I analyzed 3.2 million Instacart orders to find the strangest grocery combinations that make cashiers snicker. After realizing raw product data was too granular, I mapped items to GS1 Global Product Classification bricks using embeddings and an LLM. This approach revealed surprising pairings with the lowest statistical lift, uncovering the most unexpected shopping cart contents.
"The kind of shopping cart that makes the cashier snicker and later tell his friends, 'Dude, can you believe this guy came in and only bought condoms and apples?'"
HN discussion
- The perceived humor in co-occurring items like adult diapers and baby food stems from a 'terminally online' tendency to assume taboo sexual scenarios rather than recognizing mundane caregiving realities.

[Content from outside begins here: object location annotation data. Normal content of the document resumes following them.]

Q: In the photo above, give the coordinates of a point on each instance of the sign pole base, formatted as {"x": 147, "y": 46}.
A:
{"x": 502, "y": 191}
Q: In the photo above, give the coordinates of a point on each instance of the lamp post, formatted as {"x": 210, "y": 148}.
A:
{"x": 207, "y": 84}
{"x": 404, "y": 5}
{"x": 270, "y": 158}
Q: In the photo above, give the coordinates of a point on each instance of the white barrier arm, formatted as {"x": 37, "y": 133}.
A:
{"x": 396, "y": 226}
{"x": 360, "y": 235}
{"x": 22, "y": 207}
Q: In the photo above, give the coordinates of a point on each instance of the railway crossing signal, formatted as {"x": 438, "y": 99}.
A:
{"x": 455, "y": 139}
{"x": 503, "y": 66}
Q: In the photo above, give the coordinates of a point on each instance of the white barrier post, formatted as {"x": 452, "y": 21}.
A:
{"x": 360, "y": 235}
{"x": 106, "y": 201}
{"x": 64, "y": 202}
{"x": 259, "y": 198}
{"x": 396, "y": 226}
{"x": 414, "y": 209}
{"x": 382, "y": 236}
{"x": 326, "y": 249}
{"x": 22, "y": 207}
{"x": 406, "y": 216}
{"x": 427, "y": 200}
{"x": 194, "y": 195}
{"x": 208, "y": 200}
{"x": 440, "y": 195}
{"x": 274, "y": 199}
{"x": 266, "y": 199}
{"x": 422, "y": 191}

- Assuming seasonal availability for produce like strawberries or apples reflects a specific geographic privilege, as global supply chains make these items available year-round in many regions.
- The human brain naturally fabricates causal connections between unrelated items in a shopping basket, whereas the actual co-occurrence is often just a coincidence of different household members' needs or package sizes.
- Using LLM embeddings to classify products into larger categories represents a novel application of word vector techniques previously associated with word2vec.
- Bananas defy standard consumer prediction models by having the highest standard deviation in individual purchasing behavior, despite being the most frequently sold grocery item overall.